With these tools, Sorin says, “HIRS students can present or discuss their research at a level equal to what you would see at conferences.” As for writing, Sorin encourages the girls to convey information in an accessible way so that a lay audience can understand the purpose and findings of the research.
“I think these components help prepare them for college and professional life, where they may have to give a talk or summarize some data quickly for a meeting. Knowing how to put that together in an approachable way is so important,” Sorin said. The HIRS experience goes beyond concrete and technical skill development; it pushes girls out of their comfort zone to step into a world of professional adults. “HIRS helps girls gain confidence in their ability to interact with adults in a professional capacity,” says Sorin.
Interacting with adults in a professional setting shaped the research experience for recent HIRS student Shifa Panjwani ’23. Panjwani worked with attorneys at Community Legal Center (CLC) to study how the state of Tennessee can improve conservatorship care for the elderly. She and her mentor, Attorney Karen Henson, examined Kentucky’s statutes on free county attorneys in conservatorship cases.
“I want to introduce legislation in Tennessee that mirrors legislation in Kentucky, but I never stopped to think about how that research begins,” Henson said. “Shifa helped me focus my topic. I was impressed by Shifa’s ability to manage her independent study over the summer.”
As part of her research, Panjwani worked in an online legal database to study Kentucky legislation. “In my data collection, I looked at increases in elder abuse and changes in legislation over the years in Kentucky,” she said.
For Panjwani, some of the most defining aspects of her HIRS experience revolved around her interactions with professionals.
“I learned valuable social skills in my HIRS experience, especially while interacting with the other attorneys at the CLC,” Panjwani said. “My favorite part of HIRS was sitting in on meetings between lawyers and clients.” Panjwani’s experience greatly influenced her future academic and career plans and fueled her desire to attend law school.
From tackling complex research questions to navigating the professional world, the HIRS experience challenges students in ways unique to most 17- and 18-year-olds. For Sorin, the most rewarding part of leading the program is witnessing the students realize their capabilities and potential to affect change in the real world.
“I love seeing the excitement in their discovery—both from the research and of their own abilities. The girls really rise to the challenge.
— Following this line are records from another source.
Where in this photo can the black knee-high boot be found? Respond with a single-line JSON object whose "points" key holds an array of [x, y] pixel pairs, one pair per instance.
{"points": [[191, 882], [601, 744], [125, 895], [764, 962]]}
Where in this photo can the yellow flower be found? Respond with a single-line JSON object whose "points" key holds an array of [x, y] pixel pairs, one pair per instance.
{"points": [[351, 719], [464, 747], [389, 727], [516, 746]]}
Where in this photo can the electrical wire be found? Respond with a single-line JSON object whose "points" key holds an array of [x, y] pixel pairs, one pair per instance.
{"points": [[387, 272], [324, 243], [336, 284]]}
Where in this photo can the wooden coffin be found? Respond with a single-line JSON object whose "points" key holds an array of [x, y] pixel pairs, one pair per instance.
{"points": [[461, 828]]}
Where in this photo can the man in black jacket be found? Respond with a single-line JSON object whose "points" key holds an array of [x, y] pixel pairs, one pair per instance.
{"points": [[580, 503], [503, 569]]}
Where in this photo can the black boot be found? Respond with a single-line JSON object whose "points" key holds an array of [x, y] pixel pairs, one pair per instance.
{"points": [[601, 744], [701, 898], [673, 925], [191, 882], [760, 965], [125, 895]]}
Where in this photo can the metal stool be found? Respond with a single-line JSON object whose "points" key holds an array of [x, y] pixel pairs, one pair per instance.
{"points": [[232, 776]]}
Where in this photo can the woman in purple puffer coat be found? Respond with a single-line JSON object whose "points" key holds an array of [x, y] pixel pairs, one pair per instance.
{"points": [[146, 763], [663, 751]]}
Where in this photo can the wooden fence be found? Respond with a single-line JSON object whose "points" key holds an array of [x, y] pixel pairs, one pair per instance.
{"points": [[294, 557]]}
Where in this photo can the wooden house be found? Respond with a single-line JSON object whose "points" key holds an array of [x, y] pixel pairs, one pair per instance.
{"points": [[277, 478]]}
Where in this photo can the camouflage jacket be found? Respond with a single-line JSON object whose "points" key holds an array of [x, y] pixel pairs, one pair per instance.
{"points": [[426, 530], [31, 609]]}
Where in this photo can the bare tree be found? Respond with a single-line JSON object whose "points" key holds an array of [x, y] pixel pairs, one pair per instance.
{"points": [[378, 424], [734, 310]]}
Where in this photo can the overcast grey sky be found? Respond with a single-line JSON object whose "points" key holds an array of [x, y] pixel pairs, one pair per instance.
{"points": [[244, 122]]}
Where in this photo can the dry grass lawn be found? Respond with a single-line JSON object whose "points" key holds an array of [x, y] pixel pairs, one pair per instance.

They put in the work and appreciate the challenge, even when it’s a little scary,” she said.Olivia House ’18 graduated from Rhodes College, where she earned a bachelor’s degree in neuroscience. At Rhodes, she was a member of the Women’s Soccer team. House works at Le Bonheur Children’s Hospital in the Marketing and Communications Department.
2022 HIRS Participants
Alexandra Lafferty ’23 researched “How Group Dynamics Affect Child Learning” in collaboration with Dr. Kiren Khan, Department of Psychology at Rhodes College.
Charlie LaMountain ’23 researched the “Effects of Parasitism on Prothonotary Warbler Parental Behavior” in collaboration with Dr. Keith Bowers, Department of Biology at the University of Memphis.
Rachel Larkins ’23 researched “Allelopathic Impacts on Tree Seedling Germination and Growth” in collaboration with Eric Bridges at Overton Park Conservancy.
Shifa Panjwani ’23 researched “The Lack of County Attorneys for the Elderly in Tennessee” in collaboration with Karen Henson at Community Legal Center.
Darla Suitt ’23 researched “Education and Workforce Training for People with Disabilities” in collaboration with Noelia Ojea, AMICA (Cantabria, Spain).
Fia Arbelaez ’23 participated in the St. Jude High School Student Summer Fellowship program and presented “The Impact of Genetic Mutations on Pediatric Medulloblastoma.”